After overturning the initial decision, the court order by the three Lord Justices directs that: “The constitutional issue shall be remitted back to the high court for a further hearing, such hearing to take place before a judge other than the Insolvency and Companies Judge Jones; the purpose of the further hearing will be to determine whether the claimant Haque as a representative of MQM-P can prove that amendments made to the April 2016 constitution of MQM on August 31-September 1 in 2016 were constitutional as a result of which he has locus standi to bring the claim.”
The court order states that the further hearing shall proceed on the basis that; as of August 31 2016, the April 2016 constitution was MQM-P constitution; the true effect and extent of Hussain stepping down on August 23, 2016 remains an issue for the further hearing; any findings made by the judge as to the impact or the significance of the events after September 1, 2016 have been overruled by the Court of Appeal; and Mr Haque is a representative of the members of MQM-P and entitled to bring this claim on their behalf.
Last week, three judges of the UK’s Court of Appeal accepted the MQM founder’s appeal against the judgment handed down over a year ago by the Insolvency and Companies Judge Jones — depriving Hussain of six London properties worth around £10 million, in favour of the Pakistani faction of MQM, led by Haque and Khalid Maqbool Siddiqui.

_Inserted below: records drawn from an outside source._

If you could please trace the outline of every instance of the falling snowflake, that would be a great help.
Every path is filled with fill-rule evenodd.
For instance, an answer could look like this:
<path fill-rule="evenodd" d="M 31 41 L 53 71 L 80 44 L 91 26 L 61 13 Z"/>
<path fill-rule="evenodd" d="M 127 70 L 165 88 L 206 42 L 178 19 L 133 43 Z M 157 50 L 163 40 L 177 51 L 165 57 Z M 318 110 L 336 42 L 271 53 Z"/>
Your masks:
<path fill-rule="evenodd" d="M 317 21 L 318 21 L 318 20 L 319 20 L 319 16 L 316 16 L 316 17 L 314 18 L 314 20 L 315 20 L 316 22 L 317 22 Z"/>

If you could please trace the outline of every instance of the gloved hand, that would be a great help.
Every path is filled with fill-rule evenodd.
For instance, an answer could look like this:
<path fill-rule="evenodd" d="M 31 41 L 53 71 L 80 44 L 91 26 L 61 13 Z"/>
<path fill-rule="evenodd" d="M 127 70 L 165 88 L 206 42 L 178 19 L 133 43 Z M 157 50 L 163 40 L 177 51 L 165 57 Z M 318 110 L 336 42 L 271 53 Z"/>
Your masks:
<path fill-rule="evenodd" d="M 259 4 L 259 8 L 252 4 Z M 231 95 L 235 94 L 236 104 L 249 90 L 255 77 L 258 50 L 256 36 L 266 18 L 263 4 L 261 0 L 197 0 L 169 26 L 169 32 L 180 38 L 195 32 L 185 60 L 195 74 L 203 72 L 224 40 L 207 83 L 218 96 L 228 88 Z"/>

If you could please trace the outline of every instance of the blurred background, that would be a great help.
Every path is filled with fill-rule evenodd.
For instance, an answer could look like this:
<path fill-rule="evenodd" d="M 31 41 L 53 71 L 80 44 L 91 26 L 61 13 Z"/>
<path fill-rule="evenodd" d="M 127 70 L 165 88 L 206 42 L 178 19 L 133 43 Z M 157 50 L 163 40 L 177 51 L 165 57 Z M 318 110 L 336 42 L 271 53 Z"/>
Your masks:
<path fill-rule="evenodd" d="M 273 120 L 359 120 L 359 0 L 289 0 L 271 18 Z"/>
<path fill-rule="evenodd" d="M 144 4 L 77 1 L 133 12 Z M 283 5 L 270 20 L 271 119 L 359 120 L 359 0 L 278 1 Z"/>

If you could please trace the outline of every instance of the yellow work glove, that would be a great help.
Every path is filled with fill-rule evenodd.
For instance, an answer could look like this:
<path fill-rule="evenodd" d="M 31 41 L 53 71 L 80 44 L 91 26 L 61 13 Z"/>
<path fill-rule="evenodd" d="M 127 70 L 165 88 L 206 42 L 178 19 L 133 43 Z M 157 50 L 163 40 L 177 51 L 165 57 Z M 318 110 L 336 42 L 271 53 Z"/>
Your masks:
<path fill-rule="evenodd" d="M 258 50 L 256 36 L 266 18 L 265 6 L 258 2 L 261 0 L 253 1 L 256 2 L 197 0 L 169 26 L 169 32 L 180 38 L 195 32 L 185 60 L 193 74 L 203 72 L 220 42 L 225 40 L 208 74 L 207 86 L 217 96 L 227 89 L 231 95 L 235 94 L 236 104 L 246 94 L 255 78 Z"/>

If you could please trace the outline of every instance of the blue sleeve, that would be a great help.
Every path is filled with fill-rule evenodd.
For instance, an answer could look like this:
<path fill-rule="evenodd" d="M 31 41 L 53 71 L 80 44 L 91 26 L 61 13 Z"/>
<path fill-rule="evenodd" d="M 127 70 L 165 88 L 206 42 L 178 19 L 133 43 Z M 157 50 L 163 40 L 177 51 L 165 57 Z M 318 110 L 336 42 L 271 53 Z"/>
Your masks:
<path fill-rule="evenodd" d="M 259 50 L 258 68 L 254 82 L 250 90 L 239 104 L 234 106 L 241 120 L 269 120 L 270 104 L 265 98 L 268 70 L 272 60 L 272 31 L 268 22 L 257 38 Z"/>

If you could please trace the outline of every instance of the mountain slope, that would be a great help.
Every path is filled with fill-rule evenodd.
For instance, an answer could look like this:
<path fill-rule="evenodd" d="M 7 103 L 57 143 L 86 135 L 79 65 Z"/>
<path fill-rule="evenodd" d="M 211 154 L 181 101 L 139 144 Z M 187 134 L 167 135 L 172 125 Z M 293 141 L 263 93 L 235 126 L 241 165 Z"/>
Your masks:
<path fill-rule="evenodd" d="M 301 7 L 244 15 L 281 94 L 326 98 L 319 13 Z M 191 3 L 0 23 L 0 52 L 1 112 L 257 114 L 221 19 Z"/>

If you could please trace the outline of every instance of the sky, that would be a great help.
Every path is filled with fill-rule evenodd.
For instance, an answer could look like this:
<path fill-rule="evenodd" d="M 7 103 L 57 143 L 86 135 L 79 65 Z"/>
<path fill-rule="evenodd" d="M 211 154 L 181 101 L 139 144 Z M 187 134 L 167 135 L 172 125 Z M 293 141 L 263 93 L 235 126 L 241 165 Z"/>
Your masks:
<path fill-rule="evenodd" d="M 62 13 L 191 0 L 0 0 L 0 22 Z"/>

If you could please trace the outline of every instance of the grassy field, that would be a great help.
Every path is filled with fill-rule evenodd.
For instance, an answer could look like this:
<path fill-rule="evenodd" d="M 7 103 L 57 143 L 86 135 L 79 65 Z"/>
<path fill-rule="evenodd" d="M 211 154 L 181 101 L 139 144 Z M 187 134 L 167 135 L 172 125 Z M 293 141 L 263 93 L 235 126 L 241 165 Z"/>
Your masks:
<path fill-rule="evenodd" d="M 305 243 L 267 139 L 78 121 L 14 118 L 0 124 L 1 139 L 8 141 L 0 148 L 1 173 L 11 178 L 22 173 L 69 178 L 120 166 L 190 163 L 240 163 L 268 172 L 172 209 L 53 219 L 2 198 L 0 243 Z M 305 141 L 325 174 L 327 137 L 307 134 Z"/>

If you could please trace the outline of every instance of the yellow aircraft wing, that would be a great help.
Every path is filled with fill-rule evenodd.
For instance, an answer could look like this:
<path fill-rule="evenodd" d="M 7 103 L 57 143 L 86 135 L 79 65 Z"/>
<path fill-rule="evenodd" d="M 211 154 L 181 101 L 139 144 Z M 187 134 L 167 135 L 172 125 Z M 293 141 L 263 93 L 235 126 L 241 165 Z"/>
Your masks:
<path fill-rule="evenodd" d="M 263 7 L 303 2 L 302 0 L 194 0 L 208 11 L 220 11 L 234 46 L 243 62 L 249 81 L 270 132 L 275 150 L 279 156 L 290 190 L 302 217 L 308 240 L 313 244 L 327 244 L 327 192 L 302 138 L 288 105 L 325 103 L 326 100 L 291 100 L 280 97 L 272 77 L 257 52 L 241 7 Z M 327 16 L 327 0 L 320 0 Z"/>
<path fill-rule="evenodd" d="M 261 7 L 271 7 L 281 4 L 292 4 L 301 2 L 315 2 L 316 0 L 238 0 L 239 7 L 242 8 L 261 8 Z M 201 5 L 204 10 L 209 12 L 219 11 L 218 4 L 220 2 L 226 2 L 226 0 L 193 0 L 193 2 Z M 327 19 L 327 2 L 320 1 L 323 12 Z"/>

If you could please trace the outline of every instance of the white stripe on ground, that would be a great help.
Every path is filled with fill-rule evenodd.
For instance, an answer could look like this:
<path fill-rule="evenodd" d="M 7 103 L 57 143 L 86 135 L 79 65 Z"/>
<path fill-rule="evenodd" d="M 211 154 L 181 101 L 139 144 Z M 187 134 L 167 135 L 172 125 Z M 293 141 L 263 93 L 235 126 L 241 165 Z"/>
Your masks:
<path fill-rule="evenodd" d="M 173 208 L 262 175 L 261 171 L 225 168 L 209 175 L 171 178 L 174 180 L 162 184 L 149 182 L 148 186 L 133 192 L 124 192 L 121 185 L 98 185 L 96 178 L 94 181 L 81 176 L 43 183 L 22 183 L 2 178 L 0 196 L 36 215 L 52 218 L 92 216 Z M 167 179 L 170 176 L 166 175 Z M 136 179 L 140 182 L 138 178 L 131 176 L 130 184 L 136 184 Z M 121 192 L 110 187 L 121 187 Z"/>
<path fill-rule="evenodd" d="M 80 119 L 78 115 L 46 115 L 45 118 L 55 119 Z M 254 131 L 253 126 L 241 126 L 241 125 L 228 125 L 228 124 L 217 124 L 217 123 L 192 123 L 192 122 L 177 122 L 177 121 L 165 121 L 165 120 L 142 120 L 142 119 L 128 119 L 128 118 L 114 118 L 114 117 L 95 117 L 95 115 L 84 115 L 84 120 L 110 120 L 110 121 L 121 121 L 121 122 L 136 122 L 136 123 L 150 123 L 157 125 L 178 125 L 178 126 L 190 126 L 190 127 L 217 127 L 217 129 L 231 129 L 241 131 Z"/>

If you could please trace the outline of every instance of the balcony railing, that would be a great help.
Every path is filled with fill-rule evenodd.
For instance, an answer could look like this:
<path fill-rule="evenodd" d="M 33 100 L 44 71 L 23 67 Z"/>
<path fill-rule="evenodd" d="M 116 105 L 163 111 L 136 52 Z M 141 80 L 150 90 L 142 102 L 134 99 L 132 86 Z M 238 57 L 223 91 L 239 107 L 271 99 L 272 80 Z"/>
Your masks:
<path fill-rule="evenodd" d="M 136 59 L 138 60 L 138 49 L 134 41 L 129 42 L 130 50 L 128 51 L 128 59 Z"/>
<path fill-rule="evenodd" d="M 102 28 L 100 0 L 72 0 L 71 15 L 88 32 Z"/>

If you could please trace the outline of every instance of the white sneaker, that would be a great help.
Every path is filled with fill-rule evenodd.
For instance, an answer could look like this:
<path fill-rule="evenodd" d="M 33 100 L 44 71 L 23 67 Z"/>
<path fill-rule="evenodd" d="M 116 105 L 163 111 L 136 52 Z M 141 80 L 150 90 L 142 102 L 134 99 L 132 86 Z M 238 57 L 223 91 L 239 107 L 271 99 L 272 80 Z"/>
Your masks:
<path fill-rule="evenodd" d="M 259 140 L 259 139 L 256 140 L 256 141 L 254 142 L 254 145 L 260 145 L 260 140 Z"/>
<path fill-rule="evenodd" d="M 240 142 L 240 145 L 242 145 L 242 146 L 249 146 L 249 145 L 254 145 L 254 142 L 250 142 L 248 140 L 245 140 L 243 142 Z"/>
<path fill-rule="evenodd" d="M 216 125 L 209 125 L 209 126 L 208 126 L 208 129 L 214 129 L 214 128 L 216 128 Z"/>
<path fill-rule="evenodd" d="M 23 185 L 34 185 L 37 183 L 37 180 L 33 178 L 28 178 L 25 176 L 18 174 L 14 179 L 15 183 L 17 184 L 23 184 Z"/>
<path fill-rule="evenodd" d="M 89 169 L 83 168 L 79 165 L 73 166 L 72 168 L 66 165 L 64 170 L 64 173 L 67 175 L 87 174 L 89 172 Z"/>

Hussain had appealed the single judge’s decision before the Court of Appeal, arguing that the judge failed to take into consideration basic facts of how his party was hijacked by Dr Farooq Sattar and other MQM-P leaders in Karachi who didn’t let Hussain return to the MQM after his August 22, 2016, speech and then his voluntary relinquishing of powers to Sattar and the Central Coordination Committee (CCC).

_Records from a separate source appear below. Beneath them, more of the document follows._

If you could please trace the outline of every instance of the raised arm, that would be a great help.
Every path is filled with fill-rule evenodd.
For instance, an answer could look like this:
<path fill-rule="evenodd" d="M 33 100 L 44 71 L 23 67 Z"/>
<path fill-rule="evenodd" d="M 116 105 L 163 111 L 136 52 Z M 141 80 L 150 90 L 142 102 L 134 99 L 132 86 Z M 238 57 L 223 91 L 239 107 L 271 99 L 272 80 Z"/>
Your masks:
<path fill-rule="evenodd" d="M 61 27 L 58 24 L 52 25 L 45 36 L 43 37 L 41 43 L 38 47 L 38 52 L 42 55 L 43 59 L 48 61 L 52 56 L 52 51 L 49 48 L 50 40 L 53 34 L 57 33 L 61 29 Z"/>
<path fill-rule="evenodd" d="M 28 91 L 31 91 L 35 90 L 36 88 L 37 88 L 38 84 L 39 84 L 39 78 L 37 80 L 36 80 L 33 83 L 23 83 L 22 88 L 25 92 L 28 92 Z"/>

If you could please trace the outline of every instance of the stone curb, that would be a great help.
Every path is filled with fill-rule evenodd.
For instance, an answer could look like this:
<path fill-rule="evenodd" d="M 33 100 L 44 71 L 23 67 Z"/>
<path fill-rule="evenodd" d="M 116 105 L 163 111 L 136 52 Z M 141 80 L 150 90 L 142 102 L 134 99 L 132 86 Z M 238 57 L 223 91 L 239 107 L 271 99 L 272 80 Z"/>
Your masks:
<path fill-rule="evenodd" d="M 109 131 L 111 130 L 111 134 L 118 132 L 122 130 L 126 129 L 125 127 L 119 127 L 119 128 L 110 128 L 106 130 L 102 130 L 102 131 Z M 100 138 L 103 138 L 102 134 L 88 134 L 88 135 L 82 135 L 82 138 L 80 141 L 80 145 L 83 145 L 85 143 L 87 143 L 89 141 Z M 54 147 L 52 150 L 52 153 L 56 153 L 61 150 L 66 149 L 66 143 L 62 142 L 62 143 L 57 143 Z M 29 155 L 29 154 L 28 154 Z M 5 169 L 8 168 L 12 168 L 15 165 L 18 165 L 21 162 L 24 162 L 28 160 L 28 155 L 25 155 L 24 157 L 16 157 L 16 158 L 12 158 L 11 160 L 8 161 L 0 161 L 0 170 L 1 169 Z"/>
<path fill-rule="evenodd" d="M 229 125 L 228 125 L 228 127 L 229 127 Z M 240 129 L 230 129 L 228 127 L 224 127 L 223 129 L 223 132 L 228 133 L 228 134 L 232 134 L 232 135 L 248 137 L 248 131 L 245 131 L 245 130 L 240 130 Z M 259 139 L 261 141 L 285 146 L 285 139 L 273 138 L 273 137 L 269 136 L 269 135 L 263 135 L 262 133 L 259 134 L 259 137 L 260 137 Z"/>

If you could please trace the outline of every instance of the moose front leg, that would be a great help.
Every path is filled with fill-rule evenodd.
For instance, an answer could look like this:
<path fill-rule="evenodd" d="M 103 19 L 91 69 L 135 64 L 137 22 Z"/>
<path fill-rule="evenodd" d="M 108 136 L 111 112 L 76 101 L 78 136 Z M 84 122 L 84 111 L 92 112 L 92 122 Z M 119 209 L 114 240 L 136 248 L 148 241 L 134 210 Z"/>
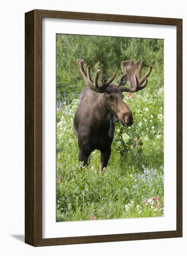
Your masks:
<path fill-rule="evenodd" d="M 99 174 L 101 174 L 103 168 L 107 166 L 108 162 L 111 154 L 111 147 L 107 148 L 104 151 L 101 151 L 101 160 Z"/>

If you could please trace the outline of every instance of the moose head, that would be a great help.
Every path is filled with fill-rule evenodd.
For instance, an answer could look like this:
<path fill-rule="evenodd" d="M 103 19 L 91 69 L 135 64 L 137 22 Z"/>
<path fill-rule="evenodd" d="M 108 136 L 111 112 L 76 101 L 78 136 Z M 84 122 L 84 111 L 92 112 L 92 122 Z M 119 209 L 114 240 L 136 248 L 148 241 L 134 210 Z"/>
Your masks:
<path fill-rule="evenodd" d="M 144 61 L 140 65 L 138 61 L 134 63 L 133 60 L 123 61 L 123 74 L 116 83 L 112 83 L 116 76 L 116 73 L 114 73 L 109 80 L 106 75 L 103 75 L 101 84 L 99 84 L 99 70 L 93 81 L 90 67 L 88 67 L 86 72 L 83 60 L 78 60 L 77 63 L 87 86 L 81 93 L 74 119 L 74 130 L 79 148 L 79 160 L 86 165 L 91 152 L 99 149 L 101 151 L 101 174 L 107 166 L 110 155 L 115 123 L 120 120 L 124 126 L 133 124 L 132 112 L 123 101 L 123 93 L 135 93 L 145 88 L 152 67 L 149 66 L 147 73 L 142 77 Z M 129 87 L 124 86 L 127 82 Z"/>
<path fill-rule="evenodd" d="M 103 94 L 104 106 L 112 114 L 116 121 L 120 120 L 124 126 L 133 124 L 132 112 L 128 105 L 123 101 L 123 92 L 135 93 L 145 88 L 148 83 L 148 77 L 152 71 L 152 66 L 149 66 L 148 72 L 141 78 L 142 69 L 144 64 L 143 60 L 141 61 L 140 66 L 139 61 L 137 61 L 135 63 L 133 60 L 123 61 L 122 67 L 123 74 L 116 83 L 112 83 L 116 76 L 116 73 L 114 73 L 109 80 L 108 80 L 106 75 L 103 75 L 102 83 L 99 85 L 98 80 L 100 70 L 97 71 L 94 81 L 93 81 L 90 67 L 88 67 L 86 73 L 84 68 L 83 60 L 78 60 L 77 63 L 86 85 L 91 90 Z M 129 88 L 123 87 L 127 82 L 130 84 Z"/>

The ICC Judge Jones had declared that the MQM-P leader and former federal minister Haque was right to bring a claim for the Trust properties; that the real and legitimate MQM was the one based in Pakistan and therefore beneficiary of the six London properties.
The Court of Appeal judges Lord Justice Arnold, Lord Justice Moylan and Lord Justice Nugee have overturned the High Court Judge Jones’ March 13, 2023 ruling that MQM-P is MQM and that Hussain and his supporters do not have a valid defence as trustees to challenge the unconstitutional acts of MQM-P on August 31-September 1, in 2016.
On Thursday, Altaf Hussain addressed a press conference to “celebrate” his win at the Court of Appeal. He praised former accountability minister Shehzad Akbar who said in a tweet that the case against Hussain was started four years ago — when PTI and MQM-P were partners in government under Imran Khan as the prime minister — by the state of Pakistan and MQM-P was only a tool in the hands of the state.
Akbar also named a minister of Khan’s cabinet who played the key part.
Hussain said that that the minister was Barrister Farogh Nasim who “conspired against me and changed the constitution of the MQM”. He thanked Shehzad Akbar for setting the record straight and speaking the truth.
The Court of Appeal has accepted Hussain’s ground that without deciding the constitutionality of MQM-P acts, the High court judge erred in deciding that MQM-P is the real MQM.
The judges also accepted the arguments of Hussain that he did not step back from his role in MQM but was asked by Sattar to temporarily step back until the situation in Pakistan calms down but was later ditched by him and his allies by bringing Article 6 (treason) resolution against Hussain in Sindh and national assemblies.
The court has further stated that without having evidence on the backgrounds of the events unfolding to that announcement, it cannot be said that he stepped down as the party chief of MQM and that the High Court must investigate the claims of violence August 20, 2016 on MQM workers.